“Sufficiency, completeness, and primitiveness – Achieving sufficiency and completeness means ensuring that a software component captures all the important characteristics of an abstraction and nothing more. Primitive- ness means the design should be based on patterns that are easy to implement.” – SWEBOK V3.0, Guide to the Software Engineering Body of Knowledge
Primitiveness is a concept not mentioned often in software but probably should be. We almost always should focus on software concepts that are easy to implement.
“Easy to implement” is a good standard for most business software. While writing business software, we often push ourselves to create more plumbing but not actual business software. We spend our time coming up with very clever schemes.
We are often proud of our creations, almost like they are our children. Clever software tricks are used to maximize our love for our creations. But is that good? Is it good we bake in unnecessary complexity? The obvious answer is “no”.

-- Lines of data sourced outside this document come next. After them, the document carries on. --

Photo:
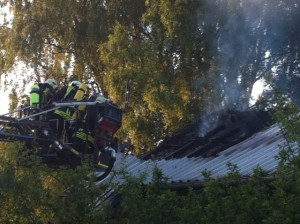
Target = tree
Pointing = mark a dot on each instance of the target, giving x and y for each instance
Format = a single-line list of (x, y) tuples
[(160, 53), (57, 38)]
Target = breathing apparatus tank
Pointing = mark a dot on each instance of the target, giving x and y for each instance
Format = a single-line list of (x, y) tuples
[(79, 96)]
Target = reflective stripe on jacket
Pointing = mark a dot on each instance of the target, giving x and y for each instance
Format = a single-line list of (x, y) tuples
[(81, 134)]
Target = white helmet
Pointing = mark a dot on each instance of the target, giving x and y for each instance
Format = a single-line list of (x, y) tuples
[(52, 83), (75, 83)]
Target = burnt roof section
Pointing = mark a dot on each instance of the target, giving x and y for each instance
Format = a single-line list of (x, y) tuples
[(210, 134)]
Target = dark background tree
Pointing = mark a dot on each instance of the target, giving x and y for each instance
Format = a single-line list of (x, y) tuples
[(184, 58)]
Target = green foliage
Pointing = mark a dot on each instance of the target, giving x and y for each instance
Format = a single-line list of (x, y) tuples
[(33, 193)]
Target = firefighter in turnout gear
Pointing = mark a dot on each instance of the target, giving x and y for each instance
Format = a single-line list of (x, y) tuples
[(61, 115), (42, 95)]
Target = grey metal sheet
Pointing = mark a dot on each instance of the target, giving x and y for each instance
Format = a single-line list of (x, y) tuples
[(258, 150)]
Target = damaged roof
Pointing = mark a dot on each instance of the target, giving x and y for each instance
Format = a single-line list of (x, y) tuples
[(233, 137)]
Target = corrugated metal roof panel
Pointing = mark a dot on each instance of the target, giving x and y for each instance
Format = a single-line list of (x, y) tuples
[(258, 150)]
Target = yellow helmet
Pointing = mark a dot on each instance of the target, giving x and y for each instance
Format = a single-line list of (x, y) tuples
[(52, 83)]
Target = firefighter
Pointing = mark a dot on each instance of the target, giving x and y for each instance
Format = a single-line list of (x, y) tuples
[(67, 92), (60, 115), (42, 95), (84, 136)]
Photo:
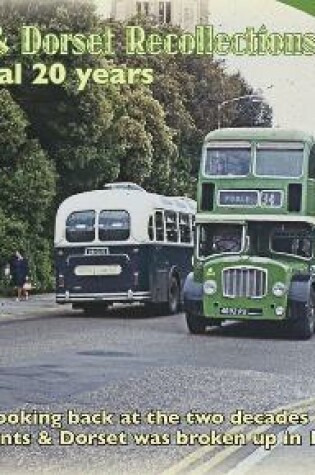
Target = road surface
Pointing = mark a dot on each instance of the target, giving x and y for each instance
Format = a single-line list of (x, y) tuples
[(55, 360)]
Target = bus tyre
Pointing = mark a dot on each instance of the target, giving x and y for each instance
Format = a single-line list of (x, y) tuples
[(196, 324), (303, 327), (173, 303)]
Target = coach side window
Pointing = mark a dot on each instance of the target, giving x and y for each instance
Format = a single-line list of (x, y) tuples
[(171, 222), (151, 229), (159, 226), (312, 163), (80, 226)]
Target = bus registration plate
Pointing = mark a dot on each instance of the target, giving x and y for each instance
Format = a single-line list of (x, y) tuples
[(235, 312), (96, 251), (241, 312)]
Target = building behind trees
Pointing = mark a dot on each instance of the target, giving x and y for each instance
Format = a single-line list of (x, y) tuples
[(186, 13)]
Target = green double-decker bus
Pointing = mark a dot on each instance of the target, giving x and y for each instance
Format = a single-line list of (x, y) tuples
[(255, 228)]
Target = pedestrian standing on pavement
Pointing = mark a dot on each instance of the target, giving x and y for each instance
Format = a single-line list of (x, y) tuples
[(19, 274)]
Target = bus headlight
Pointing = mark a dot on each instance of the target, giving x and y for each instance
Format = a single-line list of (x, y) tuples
[(279, 289), (210, 287)]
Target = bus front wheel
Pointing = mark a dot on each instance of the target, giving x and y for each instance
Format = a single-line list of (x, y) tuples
[(196, 324), (173, 304), (303, 327)]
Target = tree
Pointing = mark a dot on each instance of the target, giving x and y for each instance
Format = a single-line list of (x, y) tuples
[(27, 188)]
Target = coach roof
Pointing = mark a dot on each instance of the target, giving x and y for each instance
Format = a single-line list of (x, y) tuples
[(257, 134)]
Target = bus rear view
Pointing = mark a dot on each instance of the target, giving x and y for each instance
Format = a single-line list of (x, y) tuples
[(122, 244)]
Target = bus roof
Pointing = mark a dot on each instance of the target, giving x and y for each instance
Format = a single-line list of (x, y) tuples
[(126, 199), (257, 134), (137, 202)]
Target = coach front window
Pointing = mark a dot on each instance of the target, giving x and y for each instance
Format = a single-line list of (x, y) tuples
[(114, 226), (80, 226)]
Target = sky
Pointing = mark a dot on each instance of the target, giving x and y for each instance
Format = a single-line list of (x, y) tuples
[(287, 83)]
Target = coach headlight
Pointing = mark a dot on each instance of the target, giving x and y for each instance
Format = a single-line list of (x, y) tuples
[(210, 287), (279, 289)]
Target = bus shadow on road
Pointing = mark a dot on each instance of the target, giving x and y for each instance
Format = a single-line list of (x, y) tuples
[(251, 330), (120, 312)]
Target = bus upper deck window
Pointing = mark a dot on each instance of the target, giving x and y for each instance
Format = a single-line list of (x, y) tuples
[(159, 226), (171, 223), (114, 226), (228, 161), (185, 228), (80, 226), (280, 160)]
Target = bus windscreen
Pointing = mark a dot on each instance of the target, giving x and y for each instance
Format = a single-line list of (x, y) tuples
[(228, 161), (283, 163)]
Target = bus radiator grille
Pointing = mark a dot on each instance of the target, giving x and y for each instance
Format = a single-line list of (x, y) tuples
[(244, 282)]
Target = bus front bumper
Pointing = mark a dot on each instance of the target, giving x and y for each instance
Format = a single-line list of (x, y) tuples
[(129, 296)]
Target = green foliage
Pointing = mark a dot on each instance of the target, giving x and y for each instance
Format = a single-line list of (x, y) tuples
[(27, 189), (56, 138)]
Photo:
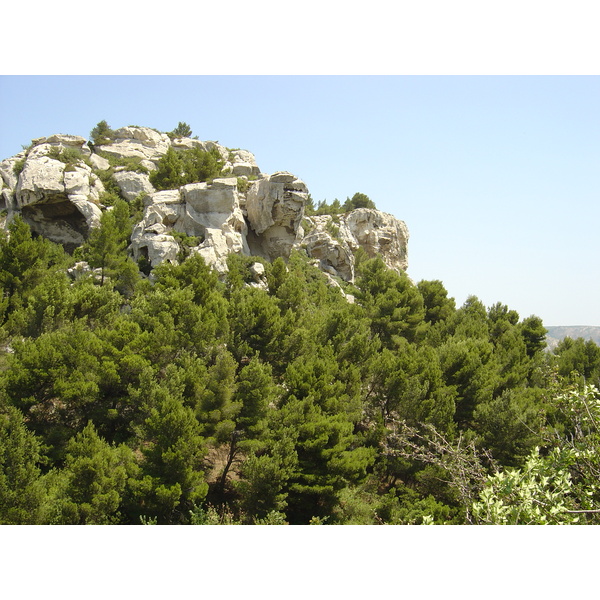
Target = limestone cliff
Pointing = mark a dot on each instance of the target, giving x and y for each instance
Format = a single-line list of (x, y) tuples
[(56, 185)]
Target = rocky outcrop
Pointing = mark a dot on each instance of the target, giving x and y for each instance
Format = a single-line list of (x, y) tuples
[(138, 142), (275, 207), (133, 184), (210, 214), (334, 240), (57, 200), (55, 185)]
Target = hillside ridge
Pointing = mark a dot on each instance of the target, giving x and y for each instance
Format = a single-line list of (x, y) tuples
[(62, 184)]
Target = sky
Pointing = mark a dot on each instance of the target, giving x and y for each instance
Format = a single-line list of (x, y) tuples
[(497, 177)]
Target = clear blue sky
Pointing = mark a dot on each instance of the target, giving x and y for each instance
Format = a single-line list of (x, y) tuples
[(496, 177)]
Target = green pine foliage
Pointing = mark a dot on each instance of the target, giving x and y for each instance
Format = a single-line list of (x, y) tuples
[(180, 167), (187, 399)]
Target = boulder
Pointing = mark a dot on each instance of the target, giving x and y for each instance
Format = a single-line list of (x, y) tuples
[(209, 212), (138, 142), (334, 240), (42, 146), (334, 255), (132, 184), (275, 207), (378, 233), (7, 170), (57, 203)]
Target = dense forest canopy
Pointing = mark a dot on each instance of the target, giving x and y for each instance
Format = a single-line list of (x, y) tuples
[(175, 396), (193, 400)]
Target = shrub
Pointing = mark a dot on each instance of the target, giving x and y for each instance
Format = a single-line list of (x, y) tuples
[(180, 167), (182, 130), (19, 166), (102, 133)]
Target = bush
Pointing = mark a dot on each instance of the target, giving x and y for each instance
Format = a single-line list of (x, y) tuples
[(182, 130), (358, 201), (102, 133), (180, 167)]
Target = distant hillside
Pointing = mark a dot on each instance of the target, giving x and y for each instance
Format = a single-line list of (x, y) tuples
[(555, 334)]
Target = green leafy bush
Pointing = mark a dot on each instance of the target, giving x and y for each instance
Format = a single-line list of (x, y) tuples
[(102, 134), (180, 167)]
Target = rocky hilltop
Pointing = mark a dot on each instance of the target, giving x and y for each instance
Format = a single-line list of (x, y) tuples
[(59, 185)]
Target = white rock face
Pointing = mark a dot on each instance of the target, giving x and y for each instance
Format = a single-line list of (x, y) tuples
[(275, 207), (7, 170), (209, 212), (132, 184), (334, 240), (63, 203), (57, 203), (138, 142), (377, 233)]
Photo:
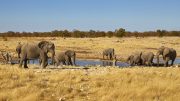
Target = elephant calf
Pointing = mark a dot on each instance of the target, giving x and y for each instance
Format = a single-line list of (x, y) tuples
[(66, 58), (135, 59), (109, 53), (6, 56), (147, 58), (168, 54)]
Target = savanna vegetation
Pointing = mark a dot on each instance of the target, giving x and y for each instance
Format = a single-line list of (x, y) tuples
[(95, 84)]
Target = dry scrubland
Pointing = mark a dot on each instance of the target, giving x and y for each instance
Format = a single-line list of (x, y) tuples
[(95, 84), (93, 47)]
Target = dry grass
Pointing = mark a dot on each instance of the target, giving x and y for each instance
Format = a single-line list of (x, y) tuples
[(95, 84), (93, 47)]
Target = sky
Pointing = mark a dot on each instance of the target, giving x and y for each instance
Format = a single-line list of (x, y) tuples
[(102, 15)]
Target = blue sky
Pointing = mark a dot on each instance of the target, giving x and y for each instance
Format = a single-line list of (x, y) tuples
[(48, 15)]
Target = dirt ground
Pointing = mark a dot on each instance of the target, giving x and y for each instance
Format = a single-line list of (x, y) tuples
[(91, 48)]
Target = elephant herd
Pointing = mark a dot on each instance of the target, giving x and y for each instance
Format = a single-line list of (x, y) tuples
[(145, 58), (30, 51), (40, 50)]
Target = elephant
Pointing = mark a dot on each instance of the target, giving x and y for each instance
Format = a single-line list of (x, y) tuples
[(168, 54), (61, 58), (18, 50), (71, 57), (66, 58), (35, 51), (109, 53), (135, 59), (6, 56), (147, 58)]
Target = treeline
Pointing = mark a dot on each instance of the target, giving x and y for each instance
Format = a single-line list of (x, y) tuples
[(92, 34)]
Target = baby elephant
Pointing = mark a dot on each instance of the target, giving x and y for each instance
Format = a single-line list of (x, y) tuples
[(6, 56), (109, 53), (135, 59), (147, 58), (66, 58)]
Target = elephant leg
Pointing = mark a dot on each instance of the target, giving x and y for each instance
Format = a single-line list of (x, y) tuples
[(70, 61), (25, 63), (172, 62), (166, 63), (21, 63), (65, 63), (110, 56)]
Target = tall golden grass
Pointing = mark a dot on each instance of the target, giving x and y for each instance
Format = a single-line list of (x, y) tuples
[(95, 84), (93, 47)]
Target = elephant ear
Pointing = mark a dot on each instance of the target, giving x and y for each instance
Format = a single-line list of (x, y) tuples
[(42, 44)]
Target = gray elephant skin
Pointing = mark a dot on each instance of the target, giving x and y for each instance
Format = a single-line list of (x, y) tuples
[(167, 53), (109, 53), (147, 58), (35, 51), (135, 59), (66, 58)]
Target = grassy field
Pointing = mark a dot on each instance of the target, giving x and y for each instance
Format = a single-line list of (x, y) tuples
[(91, 48), (95, 84)]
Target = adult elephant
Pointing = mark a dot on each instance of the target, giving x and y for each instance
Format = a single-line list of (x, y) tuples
[(35, 51), (66, 58), (167, 53), (71, 57), (109, 53), (147, 58), (18, 50), (135, 59)]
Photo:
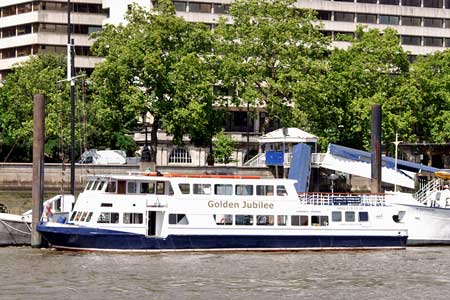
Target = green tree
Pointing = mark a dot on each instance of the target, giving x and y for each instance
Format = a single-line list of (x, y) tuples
[(373, 69), (39, 74), (273, 55), (156, 63), (224, 145)]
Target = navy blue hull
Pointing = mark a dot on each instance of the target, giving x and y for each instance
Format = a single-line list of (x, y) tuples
[(95, 239)]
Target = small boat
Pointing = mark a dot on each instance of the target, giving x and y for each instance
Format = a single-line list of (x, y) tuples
[(176, 212), (15, 230), (426, 214)]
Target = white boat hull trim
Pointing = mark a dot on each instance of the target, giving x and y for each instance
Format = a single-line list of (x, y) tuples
[(182, 213)]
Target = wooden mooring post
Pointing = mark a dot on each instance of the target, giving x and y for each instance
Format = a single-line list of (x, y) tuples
[(38, 167)]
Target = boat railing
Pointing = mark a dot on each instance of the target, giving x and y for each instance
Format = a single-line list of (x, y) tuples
[(342, 199), (425, 192)]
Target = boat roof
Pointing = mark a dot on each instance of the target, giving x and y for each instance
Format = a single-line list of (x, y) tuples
[(191, 177)]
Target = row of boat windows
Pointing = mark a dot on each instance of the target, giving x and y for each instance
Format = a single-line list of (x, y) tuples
[(108, 217), (159, 187), (279, 220)]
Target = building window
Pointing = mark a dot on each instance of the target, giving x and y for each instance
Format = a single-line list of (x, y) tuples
[(433, 22), (366, 18), (411, 40), (344, 17), (411, 21), (221, 8), (432, 41), (391, 20), (433, 3), (180, 156), (200, 7), (390, 2), (179, 6), (323, 15), (447, 42)]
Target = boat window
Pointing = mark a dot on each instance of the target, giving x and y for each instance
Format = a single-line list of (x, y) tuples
[(100, 186), (299, 220), (281, 190), (282, 220), (244, 220), (133, 218), (179, 219), (77, 217), (363, 216), (147, 187), (121, 187), (89, 185), (160, 187), (111, 187), (349, 216), (185, 188), (73, 216), (131, 187), (223, 189), (88, 219), (223, 219), (264, 190), (265, 220), (319, 220), (107, 217), (94, 187), (202, 189), (83, 216), (336, 216), (244, 189)]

We want solutions that are easy to implement. That allows for a few things we want in our software. If they are easy to implement, more people can implement them. It doesn’t take a genius to write the software. Another big advantage of being easy to implement is that it’s probably easier to understand. Understanding our software is even more important than being easy to implement.
A clever person would point out that not all software can be made easy to implement. Sometimes algorithms are often hard, but we can get away with keeping things simple most of the time.
Instead of SOLID, or even CUPID, maybe we need PIPE: Primitives, Idiomatic, Predictable, Easy to Understand. I don’t expect PIPE to catch on, but I thought it would be fun to create an acronym.